APA Book Notes
A new book helps practitioners see how their reactions to patients' trauma can influence treatment.
BY LISA RABASCA
Even the most seasoned practitioners have difficulty listening to their clients' accounts of sexual abuse, racial violence or other traumas. In fact, many therapists believe that minimizing their own response is necessary to prevent burdening or overwhelming the patient.
But that strategy may backfire and impede therapy, according to "Countertransference and the Treatment of Trauma," a new volume from APA Books. Clients may misinterpret practitioners' silence or minimal reaction to mean that their providers doubt their stories, are ashamed of their actions or don't want to discuss the topic.
Nonreaction, says author Constance J. Dalenberg, PhD, signals to the client that the trauma is unworthy of attention or that the therapist is uninvolved or uncaring.
The solution, says Dalenberg, is for clinicians to use their countertransference to understand and facilitate the therapeutic process.
"Practitioners need to help their clients understand how emotional reactions to trauma impact the therapeutic relationship," says Dalenberg, director of the Trauma Research Institute in San Diego. "Clinicians need to help the client to understand that shame and anger are normal responses to the reality of trauma. Judicious disclosure of countertransference is one route to clients' understanding and acceptance of their own reactions."
Part of APA's Practical Psychotherapy Practitioner Resource series, the book unravels the complicated relationship traumatized clients share with their providers, combining empirical literature on countertransference with information Dalenberg obtained from in-depth interviews with 84 patients treated for trauma.
Clients Dalenberg interviewed said they could sense the practitioners' discomfort because at times they avoided, misheard or minimized what clients said about their trauma, often without realizing or acknowledging it. Patients reported that they found their practitioners' denial of emotional distress annoying, humiliating and devaluing.
"The therapist often feels the client doesn't want to talk about the trauma, and the client often feels the therapist doesn't want to listen," she explains.
In many cases, both client and practitioner blame the client for the lack of rapport. But typically the problem is neither person knows what to say. One solution, Dalenberg says, is to discuss with the patient the inadequacy of speech, not the inadequacy of the speaker, when discussing a traumatic event.
"Both the client and the therapist would be helped if they discussed the difficulty they're having giving words to events that are outside our general understanding of how life should be," she says.

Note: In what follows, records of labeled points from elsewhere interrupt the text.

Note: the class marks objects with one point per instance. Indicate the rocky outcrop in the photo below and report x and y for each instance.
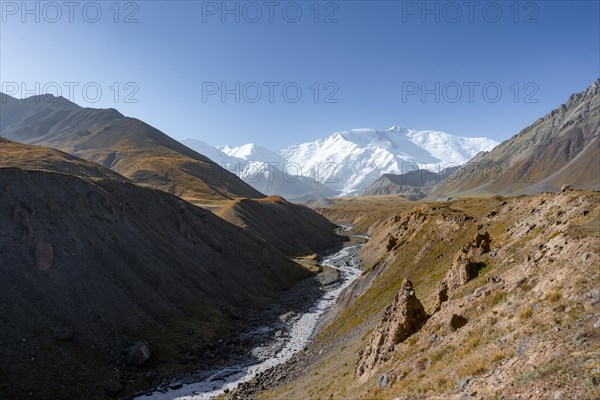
(401, 319)
(465, 267)
(137, 354)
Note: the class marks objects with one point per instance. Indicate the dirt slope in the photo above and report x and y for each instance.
(526, 324)
(37, 158)
(90, 266)
(128, 146)
(292, 228)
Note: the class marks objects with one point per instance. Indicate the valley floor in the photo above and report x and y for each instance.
(529, 315)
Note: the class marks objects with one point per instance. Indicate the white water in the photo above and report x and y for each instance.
(300, 332)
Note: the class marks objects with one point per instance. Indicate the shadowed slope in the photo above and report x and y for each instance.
(562, 147)
(126, 145)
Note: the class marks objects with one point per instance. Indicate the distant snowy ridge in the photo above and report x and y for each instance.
(343, 163)
(350, 161)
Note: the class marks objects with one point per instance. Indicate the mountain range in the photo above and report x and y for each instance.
(343, 163)
(563, 147)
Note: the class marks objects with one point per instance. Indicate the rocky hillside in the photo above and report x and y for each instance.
(413, 186)
(294, 229)
(478, 298)
(38, 158)
(108, 287)
(563, 147)
(126, 145)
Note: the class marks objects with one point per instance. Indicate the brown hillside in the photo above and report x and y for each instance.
(292, 228)
(563, 147)
(37, 158)
(518, 317)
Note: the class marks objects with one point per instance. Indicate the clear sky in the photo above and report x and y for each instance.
(230, 73)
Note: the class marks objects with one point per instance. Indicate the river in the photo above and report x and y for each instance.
(299, 331)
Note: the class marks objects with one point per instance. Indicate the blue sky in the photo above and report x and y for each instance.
(489, 70)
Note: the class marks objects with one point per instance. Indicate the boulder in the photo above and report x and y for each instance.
(401, 319)
(456, 322)
(465, 267)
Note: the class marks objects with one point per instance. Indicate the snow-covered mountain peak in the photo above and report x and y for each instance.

The book also explores other aspects of the relationship between therapists and clients in trauma, including the reasons why trauma patients often ask their practitioners whether they believe their stories.
"'Do you believe me?' can be a sign that the therapist seems to be distant after hearing about trauma, and given the lack of connection, the client is thinking the therapist might not believe in the severity of the patient's trauma," she says.

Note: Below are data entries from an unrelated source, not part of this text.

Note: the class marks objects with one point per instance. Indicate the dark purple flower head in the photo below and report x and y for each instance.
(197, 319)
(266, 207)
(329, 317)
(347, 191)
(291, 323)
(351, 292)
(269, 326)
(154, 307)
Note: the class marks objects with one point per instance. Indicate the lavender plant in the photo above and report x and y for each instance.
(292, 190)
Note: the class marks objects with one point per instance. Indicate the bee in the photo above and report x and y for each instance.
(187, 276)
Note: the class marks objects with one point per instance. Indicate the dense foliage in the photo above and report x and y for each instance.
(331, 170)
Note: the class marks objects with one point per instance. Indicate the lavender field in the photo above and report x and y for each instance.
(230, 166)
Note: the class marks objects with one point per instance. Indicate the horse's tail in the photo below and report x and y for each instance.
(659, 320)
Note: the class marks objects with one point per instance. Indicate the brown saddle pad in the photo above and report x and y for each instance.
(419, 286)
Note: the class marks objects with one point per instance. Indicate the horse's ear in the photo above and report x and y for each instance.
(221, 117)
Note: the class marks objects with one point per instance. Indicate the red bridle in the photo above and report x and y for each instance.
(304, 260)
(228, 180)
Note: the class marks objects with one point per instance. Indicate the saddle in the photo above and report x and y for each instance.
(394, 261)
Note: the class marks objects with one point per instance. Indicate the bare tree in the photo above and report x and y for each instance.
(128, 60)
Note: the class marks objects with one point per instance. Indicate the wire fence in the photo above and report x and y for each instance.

The question can also mean "Tell me I'm not crazy," because many trauma patients have chronic doubts about the reliability of their own perceptions of their traumatic events.

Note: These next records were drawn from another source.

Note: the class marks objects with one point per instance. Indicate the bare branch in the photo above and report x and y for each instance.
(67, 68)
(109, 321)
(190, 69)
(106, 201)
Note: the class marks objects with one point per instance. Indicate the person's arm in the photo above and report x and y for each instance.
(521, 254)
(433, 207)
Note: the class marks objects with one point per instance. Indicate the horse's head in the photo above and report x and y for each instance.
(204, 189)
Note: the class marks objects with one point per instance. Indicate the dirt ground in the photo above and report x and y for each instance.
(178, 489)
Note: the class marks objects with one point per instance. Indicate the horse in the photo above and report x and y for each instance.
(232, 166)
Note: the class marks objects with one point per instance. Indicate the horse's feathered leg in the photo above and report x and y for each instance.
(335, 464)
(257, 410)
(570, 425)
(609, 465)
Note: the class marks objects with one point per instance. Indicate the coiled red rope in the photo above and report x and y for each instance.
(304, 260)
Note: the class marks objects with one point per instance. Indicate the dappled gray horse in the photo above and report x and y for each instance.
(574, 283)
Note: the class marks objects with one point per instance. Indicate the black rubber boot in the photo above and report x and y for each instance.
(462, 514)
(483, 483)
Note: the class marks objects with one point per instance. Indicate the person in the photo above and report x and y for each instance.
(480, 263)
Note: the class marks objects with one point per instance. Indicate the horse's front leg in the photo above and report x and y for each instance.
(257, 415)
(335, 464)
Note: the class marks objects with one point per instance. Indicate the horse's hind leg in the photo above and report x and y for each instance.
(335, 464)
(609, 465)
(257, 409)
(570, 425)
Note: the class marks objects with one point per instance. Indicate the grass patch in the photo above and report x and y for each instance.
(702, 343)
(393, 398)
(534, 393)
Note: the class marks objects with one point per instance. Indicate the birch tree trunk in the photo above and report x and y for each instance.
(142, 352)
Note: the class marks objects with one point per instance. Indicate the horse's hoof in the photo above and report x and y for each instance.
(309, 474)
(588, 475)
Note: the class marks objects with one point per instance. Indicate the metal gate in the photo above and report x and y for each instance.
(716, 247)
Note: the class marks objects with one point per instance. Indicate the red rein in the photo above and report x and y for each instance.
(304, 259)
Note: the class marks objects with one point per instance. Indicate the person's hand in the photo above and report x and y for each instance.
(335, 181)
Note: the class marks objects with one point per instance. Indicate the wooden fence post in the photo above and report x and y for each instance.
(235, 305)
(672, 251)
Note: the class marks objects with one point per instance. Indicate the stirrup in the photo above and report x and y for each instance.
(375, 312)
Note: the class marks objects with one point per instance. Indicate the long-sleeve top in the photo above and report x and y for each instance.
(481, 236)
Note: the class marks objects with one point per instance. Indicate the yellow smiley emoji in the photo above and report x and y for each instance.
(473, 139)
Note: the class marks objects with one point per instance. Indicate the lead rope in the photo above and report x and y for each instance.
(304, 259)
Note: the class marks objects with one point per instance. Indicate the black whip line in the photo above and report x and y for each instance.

Dalenberg also offers suggestions for helping trauma patients end therapy. "Clients complain that they don't know what the endpoint is supposed to look like and feel like," she says. "They can terminate early because they have unrealistic expectations or they can hang on for years hoping to get to a point when the traumatic event no longer makes them sad, anxious or gives them pain."
Dalenberg hopes the book will give practitioners pragmatic examples to help them recognize their own countertransference reactions and discuss these difficult issues with their clients.
"The countertransference reaction can be a major obstacle to treatment success," she says. "But the manner in which we deal with that reaction also can be a major benefit to therapy, and may in fact be the route to treatment success for the resistant and chronic trauma patient."